普通に裏口から入ればキッチンを通ることになる。安全に中へ入るには…
「そぉーっと、そぉーっと…」
「何してんだ」
「ひゃああっ!?」
安全に中へ入るため、ユリが選んだ侵入口は休憩室の窓だった。花壇から近く、人目にもつかないためたまに利用していた。しかしそう何度も上手くいくわけがない。侵入した途端、一番会いたくない人に遭遇してしまったのだから。
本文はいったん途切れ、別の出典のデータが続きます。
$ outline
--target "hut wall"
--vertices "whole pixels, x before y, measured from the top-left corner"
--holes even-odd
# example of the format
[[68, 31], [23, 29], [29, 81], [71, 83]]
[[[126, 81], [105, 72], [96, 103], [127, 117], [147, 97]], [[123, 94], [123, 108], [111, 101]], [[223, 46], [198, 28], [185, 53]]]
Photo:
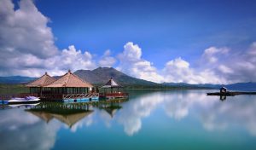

いつも通り涼しい目をした彼が、ホイッパーをユリの前に突きつける。ナイフで強盗に襲われた時の銀行員の気持ちってこんな感じだろうか。…いや、それは大げさかもしれない。
「ふ、ふ、藤崎さん…!ビックリしました…」
「てめぇ、いつから泥棒になった」
「ど、泥棒!?違うんです!水やりに時間かけ過ぎちゃって、藤崎さんに見つからないようにここから…!……あ、」
「…なるほどな」
「あ、あの、その、えっと」
「このグズ!さっさとホールに戻れカメ女!!」
「す、すいませぇえええん!!」
ユリは隼人が大の苦手です。
04.苦手な人
「こ、怖かったぁ…」
「どないしたん、ユリちゃん」
「あ、拓真くん…さっきね、藤崎さんがすごく怖かったの…」
「何やいつも通りやん。あの人が優しかったらその方が怖いで」
「うぅ、確かに…」
隼人とは反対に拓真は話しやすい。面白いし、気遣いもできる。今だってユリのことを励ましてくれている、一応。
「うちも怒ったら怖いぜっ!」
「わっ、古都ちゃん」
古都は柊並みに神出鬼没。さっきまで歩のところに居たかと思えば今のように急に会話に入ってくる。
「お前は怒られる側やろ?」
「そんなことないもん!さっきだって、ゆーきさんに色目使った女を睨み付けてやったんだよ!」
「客相手に何してんねん!やめろや」
「そ、それでどうなったの…?」
「ふふふ…『可愛いね』って言ってこの飴玉を置いて行った!見事、敗北宣言を吐かせたのだッ」
そう言って高笑いする古都。誰もが彼女のように生きられたら、世界は平和になるのかもしれない。